Karen Nobiss’ laundry gig at NorWest Co-op Community Food Centre started simply enough. 
“I noticed that staff didn’t have time to deal with washing all the tablecloths and aprons and other stuff every day, so I volunteered to do it,” the 66-year-old Winnipegger explains.
 
Soon she was going to the centre—which is conveniently connected to her seniors’ residence—every morning. That was three and a half years ago. “I turn on the laundry and put the coffee on, so when staff get there it’s ready. Then I help around the centre doing whatever needs doing. I call it ‘getting my exercise.’”

Karen has to be a bit cautious because of her osteoarthritis, but she’s also glad to pull weeds in the garden or get a call to help out in the large commercial kitchen if they’re short on volunteers for Thursday night suppers. The working space, with its 17-foot island, looks out into the bright, open dining area with a view toward the centre’s lush communal garden and community bake oven. “Sometimes it can get a little loud in there during meals, but the centre feels like home to me,” she explains. 

“I would go stir crazy if I had to be stuck in my little suite 24-7,” she says. “I wish I’d known how much I like volunteering 30 years ago! It brings something out in a person. A side of you that you don’t think you have.”
 
Like many other seniors, Karen especially likes talking to the youth who participate in NorWest programs. “We have a snack and coffee, share stories, laugh and joke. The younger people ask me about my life and I tell them how the city has changed. They’re kind of in awe when I say there used to be trolleys instead of buses on the roads and lots of theatres on Main Street.”
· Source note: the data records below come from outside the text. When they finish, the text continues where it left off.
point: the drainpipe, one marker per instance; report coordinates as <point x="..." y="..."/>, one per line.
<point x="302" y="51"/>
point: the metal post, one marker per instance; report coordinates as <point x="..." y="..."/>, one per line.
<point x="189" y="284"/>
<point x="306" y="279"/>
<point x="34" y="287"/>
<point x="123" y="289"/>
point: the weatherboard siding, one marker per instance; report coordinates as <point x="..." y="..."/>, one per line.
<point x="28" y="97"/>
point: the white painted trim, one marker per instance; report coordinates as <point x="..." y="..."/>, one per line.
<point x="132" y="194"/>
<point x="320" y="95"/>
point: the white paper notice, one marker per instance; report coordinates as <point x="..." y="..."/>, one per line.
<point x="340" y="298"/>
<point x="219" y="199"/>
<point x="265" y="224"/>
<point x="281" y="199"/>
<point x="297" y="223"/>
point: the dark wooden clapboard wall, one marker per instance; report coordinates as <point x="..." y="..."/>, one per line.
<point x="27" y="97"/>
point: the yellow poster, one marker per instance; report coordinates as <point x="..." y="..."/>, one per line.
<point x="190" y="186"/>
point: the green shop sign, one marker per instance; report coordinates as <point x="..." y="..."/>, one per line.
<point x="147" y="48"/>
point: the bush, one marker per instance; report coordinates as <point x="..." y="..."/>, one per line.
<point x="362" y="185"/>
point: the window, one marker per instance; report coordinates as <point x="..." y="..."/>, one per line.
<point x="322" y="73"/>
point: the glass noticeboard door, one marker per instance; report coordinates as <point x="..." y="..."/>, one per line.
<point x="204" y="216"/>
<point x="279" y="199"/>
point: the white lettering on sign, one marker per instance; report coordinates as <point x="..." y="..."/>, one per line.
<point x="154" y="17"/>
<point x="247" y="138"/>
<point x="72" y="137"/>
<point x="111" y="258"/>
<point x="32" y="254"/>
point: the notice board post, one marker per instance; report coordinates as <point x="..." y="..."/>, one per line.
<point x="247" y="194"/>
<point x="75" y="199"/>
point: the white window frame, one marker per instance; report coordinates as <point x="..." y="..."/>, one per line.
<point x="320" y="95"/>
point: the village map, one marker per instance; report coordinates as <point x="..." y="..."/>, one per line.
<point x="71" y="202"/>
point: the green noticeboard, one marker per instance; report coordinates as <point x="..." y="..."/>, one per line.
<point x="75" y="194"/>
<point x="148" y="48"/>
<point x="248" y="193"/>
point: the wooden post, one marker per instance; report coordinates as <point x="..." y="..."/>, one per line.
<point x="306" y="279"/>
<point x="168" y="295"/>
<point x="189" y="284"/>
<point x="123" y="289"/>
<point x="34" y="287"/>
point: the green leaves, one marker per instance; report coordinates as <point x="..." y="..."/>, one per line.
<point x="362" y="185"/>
Knowing how much she’s benefited from spending time at the Community Food Centre, Karen is eager for other seniors to participate in its programs. Staff are currently working on a new initiative that will include group outings to places like a farm outside the city. But true to form, Karen also has some (deceptively simple!) ideas of her own. 

“I was remembering recently how I used to do embroidery when I was younger. I’m thinking I’ll buy a kit and bring it with me when I go to the centre. We can have a coffee and a snack. Maybe some of the other seniors at the centre will want to join me.”